Essential thinking

Darkness isn’t universal: The state of oil country tubular goods

23 Oct 2015

An oil plant lit at night

As is frequently the case when massive booms turn into extreme slowdowns, demand for oil country tubular goods has dropped significantly. With the weekly rig count numbers trending even lower, the amount of pipes being shipped out into the field is likewise declining at a level approximately in tandem with it. While none of this is good news in any macro sense of the word, there are individual circumstances where the slowdown has some potential positive consequences for the purveyors of oil country equipment and supplies.

The first thing to remember is that this is a slowdown, not a shutdown. Tubes are still going into the ground, even if it is happening at a considerably reduced rate in comparison to how much was needed at the height of the boom. That reduction in demand is not evenly distributed among all oil field suppliers. Some outfits are undoubtedly being shoved towards the door labeled bankruptcy, even if they haven’t yet gotten there. Other outfits, however, are still moving product out the door and may even be building market share on a percentage basis, if not on a gross sales calculation.

By cutting prices and beefing up their service, some operations are pushing their less-motivated competitors to the wall. Once this winnowing process is complete and conditions improve for the drillers, there will be far fewer oil field service operations in existence. The survivors will be well-positioned to take advantage of their increased market share, and regain much of what they have lost while waiting out the current storm.

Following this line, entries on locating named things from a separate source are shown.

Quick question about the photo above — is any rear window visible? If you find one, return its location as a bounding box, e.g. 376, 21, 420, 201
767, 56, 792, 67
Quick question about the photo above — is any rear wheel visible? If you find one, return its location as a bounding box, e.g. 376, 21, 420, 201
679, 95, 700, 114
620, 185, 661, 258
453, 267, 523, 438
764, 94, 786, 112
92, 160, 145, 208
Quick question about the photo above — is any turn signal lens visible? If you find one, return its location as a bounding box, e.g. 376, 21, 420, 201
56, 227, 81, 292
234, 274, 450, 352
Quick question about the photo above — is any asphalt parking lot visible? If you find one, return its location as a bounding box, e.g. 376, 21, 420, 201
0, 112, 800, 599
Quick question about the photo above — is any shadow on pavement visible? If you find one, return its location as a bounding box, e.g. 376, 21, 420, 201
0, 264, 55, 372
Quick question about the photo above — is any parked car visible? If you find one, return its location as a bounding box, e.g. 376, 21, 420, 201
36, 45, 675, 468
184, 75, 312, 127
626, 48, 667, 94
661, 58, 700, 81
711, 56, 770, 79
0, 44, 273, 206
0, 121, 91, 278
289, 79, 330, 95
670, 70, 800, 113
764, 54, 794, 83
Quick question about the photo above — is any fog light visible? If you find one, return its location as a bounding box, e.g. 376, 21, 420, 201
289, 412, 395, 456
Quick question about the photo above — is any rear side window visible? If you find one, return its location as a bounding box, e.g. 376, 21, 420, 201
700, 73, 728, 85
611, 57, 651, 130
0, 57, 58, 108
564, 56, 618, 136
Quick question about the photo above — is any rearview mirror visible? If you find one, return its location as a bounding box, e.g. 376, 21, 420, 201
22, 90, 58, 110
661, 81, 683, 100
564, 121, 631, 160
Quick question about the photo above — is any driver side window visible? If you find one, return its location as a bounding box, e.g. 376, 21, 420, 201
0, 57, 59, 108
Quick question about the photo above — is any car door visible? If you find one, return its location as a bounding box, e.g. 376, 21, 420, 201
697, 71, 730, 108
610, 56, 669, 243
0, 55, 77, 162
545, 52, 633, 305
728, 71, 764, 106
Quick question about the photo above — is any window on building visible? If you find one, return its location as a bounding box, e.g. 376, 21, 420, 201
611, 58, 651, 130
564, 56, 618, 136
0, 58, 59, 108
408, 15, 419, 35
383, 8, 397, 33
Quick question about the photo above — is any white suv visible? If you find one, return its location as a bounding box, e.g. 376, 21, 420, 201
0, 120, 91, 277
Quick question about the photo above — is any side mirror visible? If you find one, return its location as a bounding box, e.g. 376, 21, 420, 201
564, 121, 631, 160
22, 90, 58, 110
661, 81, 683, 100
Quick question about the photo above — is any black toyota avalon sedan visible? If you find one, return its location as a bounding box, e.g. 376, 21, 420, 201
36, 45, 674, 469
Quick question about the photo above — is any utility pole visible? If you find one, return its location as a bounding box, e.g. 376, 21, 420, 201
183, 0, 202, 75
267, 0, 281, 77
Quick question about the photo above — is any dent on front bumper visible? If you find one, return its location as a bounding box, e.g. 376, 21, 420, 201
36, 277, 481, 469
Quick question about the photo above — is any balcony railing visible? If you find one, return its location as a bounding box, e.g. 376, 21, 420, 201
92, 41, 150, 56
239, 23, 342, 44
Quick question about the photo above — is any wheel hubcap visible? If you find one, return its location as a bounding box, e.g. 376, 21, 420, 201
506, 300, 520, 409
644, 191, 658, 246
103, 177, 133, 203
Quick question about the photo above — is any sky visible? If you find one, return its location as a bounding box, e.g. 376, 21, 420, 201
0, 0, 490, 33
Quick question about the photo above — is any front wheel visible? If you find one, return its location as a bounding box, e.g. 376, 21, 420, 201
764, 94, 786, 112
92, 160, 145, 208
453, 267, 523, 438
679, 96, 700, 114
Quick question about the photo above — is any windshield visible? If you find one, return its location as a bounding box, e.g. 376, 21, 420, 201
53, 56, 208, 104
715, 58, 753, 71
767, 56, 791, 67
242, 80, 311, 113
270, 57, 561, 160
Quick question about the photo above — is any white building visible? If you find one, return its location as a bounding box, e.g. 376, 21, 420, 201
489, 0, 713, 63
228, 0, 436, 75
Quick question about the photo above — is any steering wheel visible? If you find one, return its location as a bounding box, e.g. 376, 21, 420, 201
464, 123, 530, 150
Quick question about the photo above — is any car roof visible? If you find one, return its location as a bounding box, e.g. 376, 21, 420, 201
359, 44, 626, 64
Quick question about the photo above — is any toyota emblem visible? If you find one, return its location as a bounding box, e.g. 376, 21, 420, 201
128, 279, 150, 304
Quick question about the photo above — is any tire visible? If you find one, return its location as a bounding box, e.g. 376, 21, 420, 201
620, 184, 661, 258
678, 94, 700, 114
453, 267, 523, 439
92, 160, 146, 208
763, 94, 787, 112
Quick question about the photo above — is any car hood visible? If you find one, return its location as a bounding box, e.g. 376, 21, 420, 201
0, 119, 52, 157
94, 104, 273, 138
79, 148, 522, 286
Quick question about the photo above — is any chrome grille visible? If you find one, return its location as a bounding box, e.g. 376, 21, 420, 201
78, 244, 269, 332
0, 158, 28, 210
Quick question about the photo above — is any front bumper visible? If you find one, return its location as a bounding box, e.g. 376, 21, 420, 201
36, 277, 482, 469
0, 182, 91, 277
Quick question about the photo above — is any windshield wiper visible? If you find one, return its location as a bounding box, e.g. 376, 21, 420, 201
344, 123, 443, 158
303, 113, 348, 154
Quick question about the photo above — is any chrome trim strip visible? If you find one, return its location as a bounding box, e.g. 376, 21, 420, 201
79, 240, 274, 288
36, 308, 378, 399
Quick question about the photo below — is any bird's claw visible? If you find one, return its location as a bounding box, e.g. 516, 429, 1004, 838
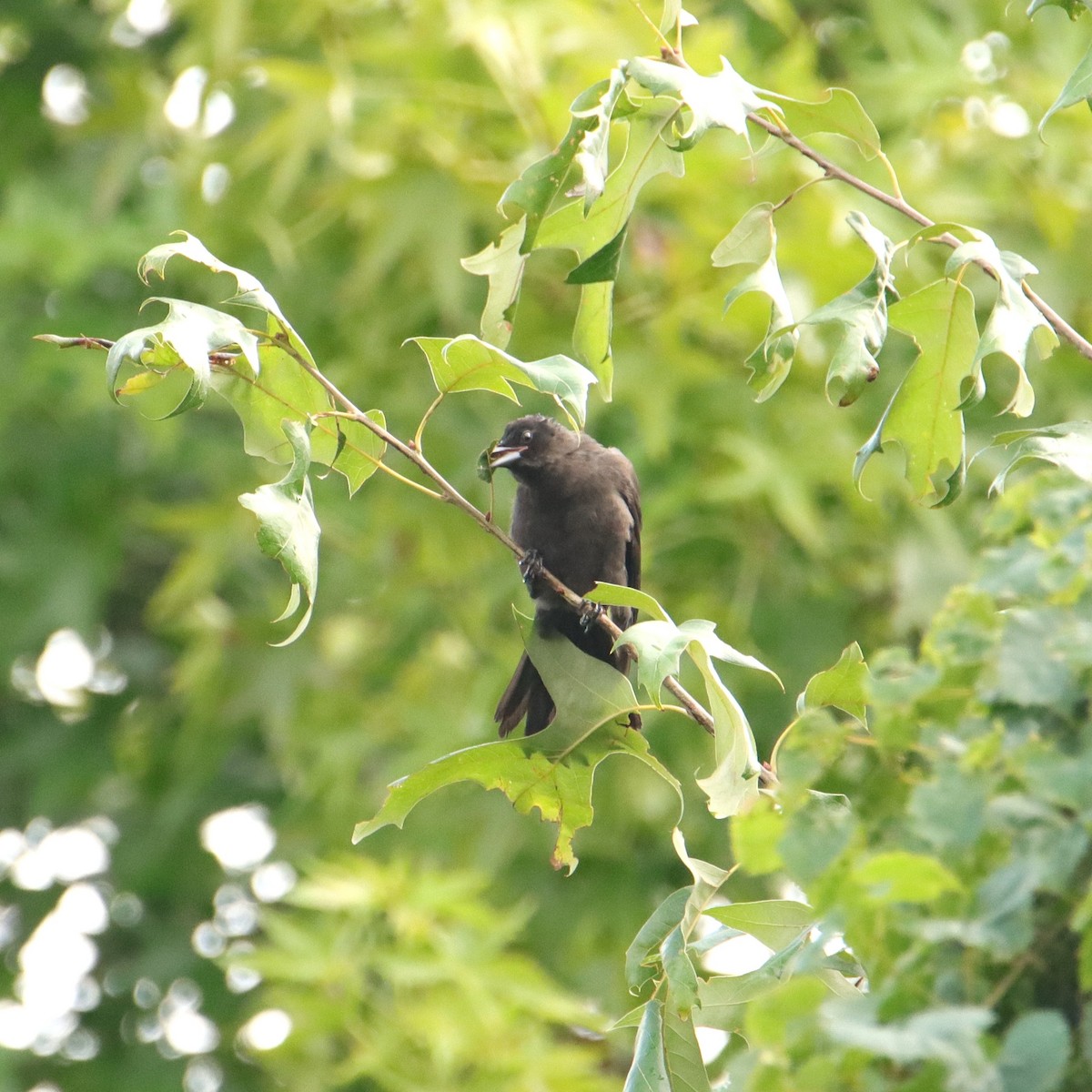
518, 550, 545, 594
580, 600, 606, 633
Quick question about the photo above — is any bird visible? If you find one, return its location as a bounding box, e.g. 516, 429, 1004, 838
488, 414, 641, 738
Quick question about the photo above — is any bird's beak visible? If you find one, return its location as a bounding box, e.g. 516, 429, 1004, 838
490, 443, 528, 470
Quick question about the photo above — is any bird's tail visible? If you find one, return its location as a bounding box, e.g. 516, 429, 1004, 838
492, 653, 557, 738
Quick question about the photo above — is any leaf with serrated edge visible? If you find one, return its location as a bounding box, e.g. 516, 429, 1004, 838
1038, 40, 1092, 136
332, 410, 387, 497
989, 420, 1092, 493
626, 888, 692, 990
705, 899, 817, 951
534, 103, 682, 400
713, 202, 799, 402
410, 334, 596, 428
763, 87, 880, 159
664, 993, 710, 1092
627, 56, 781, 148
687, 641, 759, 819
212, 342, 339, 466
796, 641, 870, 724
572, 65, 626, 215
353, 613, 682, 873
239, 420, 321, 648
462, 217, 528, 349
881, 280, 978, 504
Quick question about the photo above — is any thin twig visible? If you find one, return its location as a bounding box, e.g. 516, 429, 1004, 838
747, 113, 1092, 360
269, 335, 715, 735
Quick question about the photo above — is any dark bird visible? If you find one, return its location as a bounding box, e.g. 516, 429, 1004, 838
490, 414, 641, 736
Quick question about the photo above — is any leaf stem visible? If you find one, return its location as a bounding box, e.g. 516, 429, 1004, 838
747, 113, 1092, 360
275, 334, 715, 735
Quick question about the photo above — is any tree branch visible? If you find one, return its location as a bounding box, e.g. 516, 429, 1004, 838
747, 114, 1092, 360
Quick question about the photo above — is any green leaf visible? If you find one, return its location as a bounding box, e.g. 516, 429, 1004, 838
136, 231, 315, 366
698, 966, 781, 1032
997, 1010, 1070, 1092
239, 420, 321, 648
989, 420, 1092, 493
106, 296, 261, 417
584, 581, 671, 622
410, 334, 597, 428
854, 280, 977, 506
713, 202, 799, 402
945, 230, 1058, 417
664, 1005, 710, 1092
660, 925, 698, 1016
333, 410, 387, 497
212, 342, 340, 466
626, 886, 692, 990
353, 613, 682, 873
622, 998, 673, 1092
1038, 39, 1092, 136
534, 104, 682, 400
569, 64, 626, 210
765, 87, 880, 159
796, 641, 869, 724
687, 641, 759, 819
460, 217, 528, 349
627, 56, 781, 151
1027, 0, 1092, 14
500, 80, 612, 247
615, 620, 780, 703
824, 997, 996, 1092
564, 226, 626, 284
704, 899, 817, 951
853, 850, 963, 903
801, 212, 899, 406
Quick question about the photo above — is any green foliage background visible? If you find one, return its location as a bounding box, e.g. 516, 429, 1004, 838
0, 0, 1092, 1092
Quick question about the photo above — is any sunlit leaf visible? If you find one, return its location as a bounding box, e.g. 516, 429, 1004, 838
764, 87, 880, 159
854, 280, 977, 504
796, 641, 869, 724
572, 66, 626, 210
534, 103, 682, 399
989, 420, 1092, 492
462, 217, 528, 349
945, 231, 1058, 417
1028, 39, 1092, 136
353, 613, 682, 873
410, 334, 596, 428
801, 212, 899, 406
626, 886, 692, 990
713, 203, 799, 402
106, 296, 261, 417
584, 580, 671, 622
628, 56, 781, 149
705, 899, 818, 951
622, 998, 675, 1092
664, 993, 710, 1092
239, 420, 321, 645
212, 342, 339, 466
333, 410, 387, 497
615, 615, 777, 701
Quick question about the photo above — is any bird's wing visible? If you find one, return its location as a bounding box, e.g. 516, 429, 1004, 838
619, 464, 641, 588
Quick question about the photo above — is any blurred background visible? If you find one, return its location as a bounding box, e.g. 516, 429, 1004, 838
0, 0, 1092, 1092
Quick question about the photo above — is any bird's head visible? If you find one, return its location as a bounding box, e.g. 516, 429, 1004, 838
490, 414, 579, 477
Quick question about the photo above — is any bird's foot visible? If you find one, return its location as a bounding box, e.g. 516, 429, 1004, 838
580, 600, 606, 633
519, 550, 545, 595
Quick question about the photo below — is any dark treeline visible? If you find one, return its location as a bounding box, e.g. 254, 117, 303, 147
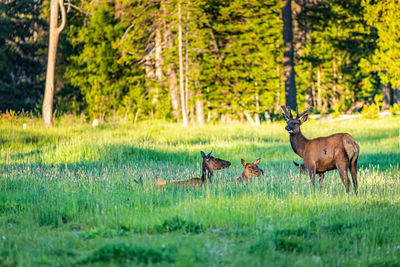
0, 0, 400, 124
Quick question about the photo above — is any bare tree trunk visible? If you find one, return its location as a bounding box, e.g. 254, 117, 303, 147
381, 83, 392, 110
282, 0, 297, 109
178, 2, 188, 126
155, 27, 164, 86
185, 14, 190, 119
196, 93, 204, 125
310, 62, 318, 109
42, 0, 67, 127
317, 66, 322, 111
332, 53, 337, 106
164, 26, 179, 119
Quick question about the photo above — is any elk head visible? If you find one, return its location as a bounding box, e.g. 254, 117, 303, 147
281, 106, 313, 134
238, 159, 264, 182
201, 151, 231, 183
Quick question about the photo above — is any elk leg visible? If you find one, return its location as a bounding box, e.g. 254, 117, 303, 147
319, 172, 325, 191
350, 158, 358, 195
337, 166, 350, 193
308, 167, 316, 189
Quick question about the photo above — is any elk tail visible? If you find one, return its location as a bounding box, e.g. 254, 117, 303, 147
343, 135, 360, 163
133, 176, 143, 186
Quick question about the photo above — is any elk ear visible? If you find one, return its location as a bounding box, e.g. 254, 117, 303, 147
300, 114, 308, 124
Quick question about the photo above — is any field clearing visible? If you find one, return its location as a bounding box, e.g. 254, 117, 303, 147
0, 117, 400, 266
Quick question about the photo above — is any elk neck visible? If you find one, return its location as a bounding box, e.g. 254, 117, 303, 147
290, 129, 308, 158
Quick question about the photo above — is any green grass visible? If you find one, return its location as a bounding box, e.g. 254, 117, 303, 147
0, 118, 400, 266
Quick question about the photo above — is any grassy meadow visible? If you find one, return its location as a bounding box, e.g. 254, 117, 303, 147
0, 117, 400, 266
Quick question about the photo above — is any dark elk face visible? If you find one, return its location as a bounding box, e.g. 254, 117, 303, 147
241, 159, 264, 179
281, 106, 312, 134
200, 151, 231, 170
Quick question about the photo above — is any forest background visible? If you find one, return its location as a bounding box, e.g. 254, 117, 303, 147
0, 0, 400, 124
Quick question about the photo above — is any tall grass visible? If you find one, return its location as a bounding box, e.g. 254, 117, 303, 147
0, 118, 400, 266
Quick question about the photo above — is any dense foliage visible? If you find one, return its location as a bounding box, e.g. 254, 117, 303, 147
0, 0, 400, 122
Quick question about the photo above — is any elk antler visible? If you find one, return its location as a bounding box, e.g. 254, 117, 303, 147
296, 106, 313, 119
281, 106, 293, 120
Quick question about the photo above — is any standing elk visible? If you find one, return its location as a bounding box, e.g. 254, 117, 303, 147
282, 106, 360, 195
237, 159, 264, 182
201, 151, 231, 183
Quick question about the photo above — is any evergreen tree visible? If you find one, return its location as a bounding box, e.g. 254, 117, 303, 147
0, 0, 46, 112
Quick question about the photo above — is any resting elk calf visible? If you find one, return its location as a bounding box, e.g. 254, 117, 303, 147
201, 151, 231, 183
282, 106, 360, 195
237, 159, 264, 182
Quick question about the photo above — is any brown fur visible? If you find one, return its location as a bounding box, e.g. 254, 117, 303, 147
282, 106, 360, 194
201, 151, 231, 183
237, 159, 264, 182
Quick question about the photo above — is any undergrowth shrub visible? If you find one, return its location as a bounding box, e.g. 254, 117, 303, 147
77, 243, 174, 264
156, 216, 204, 234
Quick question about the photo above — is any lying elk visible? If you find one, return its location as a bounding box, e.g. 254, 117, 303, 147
282, 106, 360, 194
237, 159, 264, 182
201, 151, 231, 183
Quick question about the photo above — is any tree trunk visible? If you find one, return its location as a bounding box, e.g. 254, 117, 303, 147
196, 93, 204, 125
381, 83, 393, 110
155, 27, 164, 86
42, 0, 66, 127
164, 26, 179, 119
317, 66, 322, 111
332, 53, 337, 106
185, 12, 190, 118
282, 0, 297, 109
178, 2, 188, 126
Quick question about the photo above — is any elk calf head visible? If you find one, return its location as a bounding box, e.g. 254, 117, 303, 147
201, 151, 231, 183
238, 159, 264, 182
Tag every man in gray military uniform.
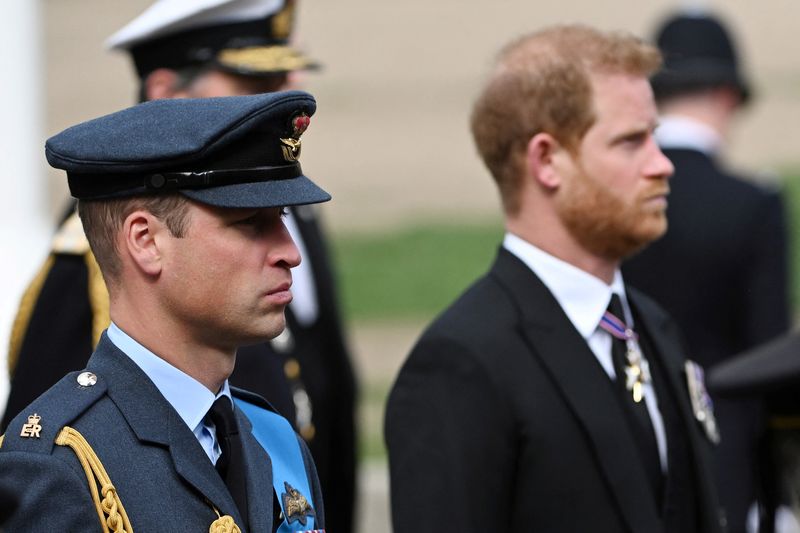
[0,0,356,533]
[0,91,330,533]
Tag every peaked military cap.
[708,332,800,395]
[45,91,330,208]
[651,12,751,101]
[106,0,318,78]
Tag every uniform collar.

While demand for oil country tubular goods may have crashed temporarily, the world is still gobbling up petroleum products at a gigantic rate. Sooner or later, all of those straws will have to go back into the ground. In the meantime, drillers are refining their technical approaches and experimenting with all sorts of new approaches to extraction, designed to lower the per barrel recovery cost. Perhaps sooner than one might otherwise think, those two factors will come together and re-trigger the currently-halted bonanza.